Phil, sitting at that point on a curb in a milling crowd of strangers, smoke stinging his eyes, said, Good, said, Being with people, the comfort of the church, that's a good idea. I'll go up to the hospital, he promised, I'll go see Kevin. Weeping, she said to tell Kevin she'd come as soon as she could. She asked Phil to call from the hospital. She asked him if he'd be all right. Automatically, he said he would. Maybe she believed him; maybe she just knew there was nothing she could do for him. She told him she loved him and said goodbye. He thumbed off his phone, hearing the echo of Sally's voice, the joyful catch in it. He wondered what was in the voices of the hundreds, thousands, of other mothers, wives, children, clutching for that same golden ghost, hope. What would be in their voices after the phantom flashed and vanished, leaving empty hands, empty air? Or lingered, laughing, just beyond reach, disturbing sleep, distracting days, for a long, long time? And faded, finally disappearing, after that.
Now, on this bright corner six weeks later, it was again Sally's voice that riveted Phil. This time, no joy, no warmth: just cold, windswept distance.
He said again, “I'll meet you on the ferry.”
She said, “No.”
“There's another reporter,” he said. He felt like he was warning her. Against what? He didn't know.
“I don't want you calling me.”
But she didn't hang up.
And this was his chance. To explain, persuade, to show her, tell her: it had all been for her, everything had been for her. A wizard, his opponents called him, one of the Dark Side's best, words his weapon, wielded with a wild, sweeping daring and a jeweler's precision. He could use that weapon now, surely, he could win this battle.
But she was the one to find words first, and those words were only “Goodbye, Phil,” and he was left alone.
MARIAN'S STORY
Chapter 5
One blowy, dark autumn day some years ago, Marian had lingered on the steps of Holy Innocents after mass to speak to Father Domingo about secrets.
What had been an early morning cloudburst had retrenched to a hostile dampness; a sky the color and weight of lead sagged over wet sidewalks stuck with fallen leaves.

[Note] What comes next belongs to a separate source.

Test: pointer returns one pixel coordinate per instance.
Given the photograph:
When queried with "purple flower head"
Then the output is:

Father Domingo, the keen-eyed junior priest at Holy Innocents, lately come to this church and to his profession (and this was why Marian had selected him: she hoped for the counsel of someone to whom her questions, like most questions, was new and thus worthy of serious thought), had shown no surprise at the gravity of her inquiry or the time and place she had chosen to pursue it.
On the church steps, a cold, determined wind pushed the hem of the priest's cassock around his ankles and tangled Marian's hair. Father Domingo tilted his head to hear her question, then frowned thoughtfully, clasping his hands behind him.

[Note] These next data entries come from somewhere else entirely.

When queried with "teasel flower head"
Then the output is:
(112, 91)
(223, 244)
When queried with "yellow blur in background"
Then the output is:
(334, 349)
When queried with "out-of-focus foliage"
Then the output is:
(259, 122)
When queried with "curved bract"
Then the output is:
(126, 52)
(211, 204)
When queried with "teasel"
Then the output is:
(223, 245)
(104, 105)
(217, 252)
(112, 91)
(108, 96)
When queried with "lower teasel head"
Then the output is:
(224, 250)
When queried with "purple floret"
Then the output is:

The conundrum she posed was hypothetical. A man carelessly throws a match away, realizes he has started a fire, and runs inside the burning building, rescuing the inhabitants. All are grateful: the man has saved them. Their home is destroyed, their possessions lost, but the man, their rescuer, helps them rebuild. Their losses are great, but they take heart from the selfless spirit of their benefactor. They are not sure they could have gone on, they say, but for his help and his example. He never tells them, and they never learn, that it was he who started the fire.
Marian's questions were two: Do this man's bravery and good deeds outweigh his guilty action? And: Is it cowardly of him to fail to reveal the truth, or courageous of him to bear the burden of this knowledge alone so that people who need something to believe in can continue to believe in him?